ARD terrorism expert Holger Schmidt suggested that the incident may have involved a new group of perpetrators, assessed as more professional and better equipped than those responsible for earlier attacks on railway infrastructure. Manuel Atug, an IT security consultant and co-founder as well as spokesperson of the Critical Infrastructures Working Group (AG KRITIS), pointed to similar risk situations affecting telecommunications, shipping, banking, and insurance systems, while noting that a comprehensive understanding of security requirements across all levels was still lacking. State-directed sabotage was not ruled out. Information about the GSM-R network and Deutsche Bahn’s fibre-optic infrastructure was publicly accessible online.

At the same time, Carsten Breuer, then commander of the Bundeswehr’s Territorial Command, warned of a growing number of attacks on infrastructure aimed at unsettling the population. He stated that Germany must prepare for hybrid threats and foreign influence, describing the situation as one “no longer fully peace, but not yet outright war,” and stressed the need for heightened vigilance by security authorities.

Five months after the incident, the Federal Prosecutor General reported that no investigative findings pointed to foreign groups or intelligence services. According to unconfirmed reports by ARD’s Berlin studio and Südwestrundfunk in July 2023, the cable cuts at the two locations were believed to have been attempted cable thefts, which only coincidentally affected the same technical system on the same night. On this basis, and given the classification of the acts as theft and dangerous interference with rail traffic without a political motive, the Federal Prosecutor General reportedly prepared to return the cases to local prosecutors.
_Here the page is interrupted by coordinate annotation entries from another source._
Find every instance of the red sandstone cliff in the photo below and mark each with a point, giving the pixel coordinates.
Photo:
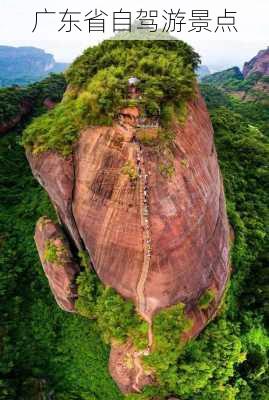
(157, 240)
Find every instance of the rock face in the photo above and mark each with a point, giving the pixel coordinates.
(260, 64)
(59, 267)
(154, 223)
(101, 208)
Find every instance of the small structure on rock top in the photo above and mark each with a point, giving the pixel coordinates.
(133, 91)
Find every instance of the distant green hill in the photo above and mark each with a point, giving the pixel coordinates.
(25, 65)
(224, 78)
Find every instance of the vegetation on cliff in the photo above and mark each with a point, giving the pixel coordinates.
(98, 89)
(63, 354)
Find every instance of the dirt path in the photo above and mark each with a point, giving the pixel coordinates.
(141, 300)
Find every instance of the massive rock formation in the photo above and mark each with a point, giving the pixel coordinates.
(258, 64)
(153, 222)
(157, 240)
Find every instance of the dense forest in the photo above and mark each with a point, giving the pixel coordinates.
(46, 352)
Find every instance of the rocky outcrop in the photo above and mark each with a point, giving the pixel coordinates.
(153, 222)
(258, 64)
(58, 263)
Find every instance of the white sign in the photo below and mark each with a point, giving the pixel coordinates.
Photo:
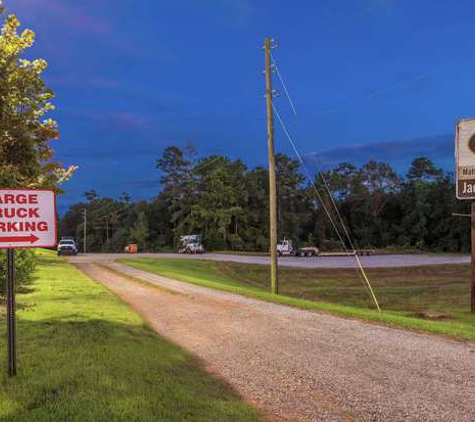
(465, 158)
(27, 218)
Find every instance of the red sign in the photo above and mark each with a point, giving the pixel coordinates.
(27, 218)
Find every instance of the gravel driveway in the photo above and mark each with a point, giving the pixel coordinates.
(376, 261)
(298, 365)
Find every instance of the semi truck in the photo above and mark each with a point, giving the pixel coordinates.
(191, 244)
(286, 248)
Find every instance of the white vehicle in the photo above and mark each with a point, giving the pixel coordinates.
(67, 247)
(191, 244)
(286, 247)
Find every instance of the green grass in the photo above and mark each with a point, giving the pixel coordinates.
(83, 355)
(403, 293)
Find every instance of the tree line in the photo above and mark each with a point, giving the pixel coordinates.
(227, 203)
(26, 156)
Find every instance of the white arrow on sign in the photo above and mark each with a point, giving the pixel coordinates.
(27, 218)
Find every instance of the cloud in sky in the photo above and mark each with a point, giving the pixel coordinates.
(69, 13)
(116, 120)
(398, 153)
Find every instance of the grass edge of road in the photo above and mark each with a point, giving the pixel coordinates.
(78, 348)
(453, 330)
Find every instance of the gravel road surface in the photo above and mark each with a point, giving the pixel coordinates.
(374, 261)
(297, 365)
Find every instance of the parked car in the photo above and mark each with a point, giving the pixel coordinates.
(67, 247)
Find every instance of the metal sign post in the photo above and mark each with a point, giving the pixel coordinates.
(11, 326)
(465, 180)
(27, 220)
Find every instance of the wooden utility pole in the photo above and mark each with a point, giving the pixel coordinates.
(272, 176)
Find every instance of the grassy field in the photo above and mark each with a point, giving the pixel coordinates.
(83, 355)
(406, 295)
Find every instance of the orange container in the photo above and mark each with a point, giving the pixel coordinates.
(132, 248)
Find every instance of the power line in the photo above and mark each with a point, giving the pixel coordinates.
(283, 84)
(358, 261)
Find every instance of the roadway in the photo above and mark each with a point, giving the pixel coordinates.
(296, 365)
(375, 261)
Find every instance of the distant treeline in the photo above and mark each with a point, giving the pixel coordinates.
(228, 204)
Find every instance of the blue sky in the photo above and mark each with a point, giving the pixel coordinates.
(382, 79)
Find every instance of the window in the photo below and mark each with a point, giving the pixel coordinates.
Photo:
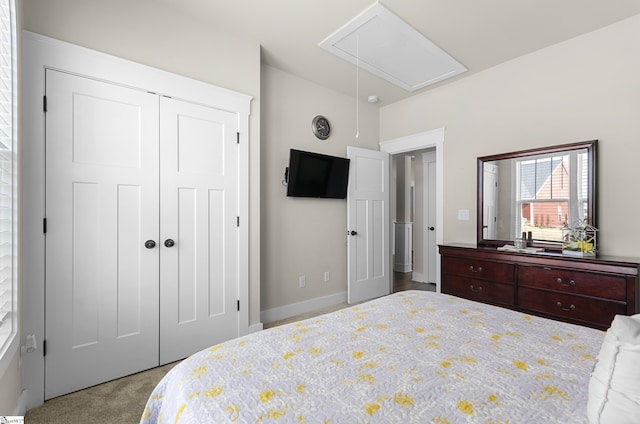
(551, 194)
(8, 182)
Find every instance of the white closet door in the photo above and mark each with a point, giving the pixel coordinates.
(198, 212)
(101, 205)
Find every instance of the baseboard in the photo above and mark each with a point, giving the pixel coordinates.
(21, 408)
(287, 311)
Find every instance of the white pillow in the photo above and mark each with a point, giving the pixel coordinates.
(614, 387)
In June 2024, after the case had been transferred, the Bochum public prosecutor’s office identified two suspects. Investigators stated that the individuals had acted independently of each other and that the timing of the damage was coincidental. The suspects were believed not to have recognized the fibre-optic cables as such, as they were searching for copper cables. One of the two individuals was identified but was not initially placed in pre-trial detention.

==Impact==
The attack raised concerns about the vulnerability of German infrastructure, especially taken into account the 2022 sabotage of Nord Stream gas pipelines and the German support for Ukraine in the Russian-Ukrainian War. The German main police union stated that it expected that further sabotage at Deutsche Bahn might be attempted and called for surveillance systems to be strengthened. Green politician Anton Hofreiter told FUNKE media group that the sabotage reminded him of the disruption of the Nord Stream pipelines where the "trail leads to the Kremlin". "Maybe both were warning shots because we support Ukraine", Hofreiter added. German police stated that there was no sign of any involvement by a foreign state or terrorism and that it had not excluded political motives in general.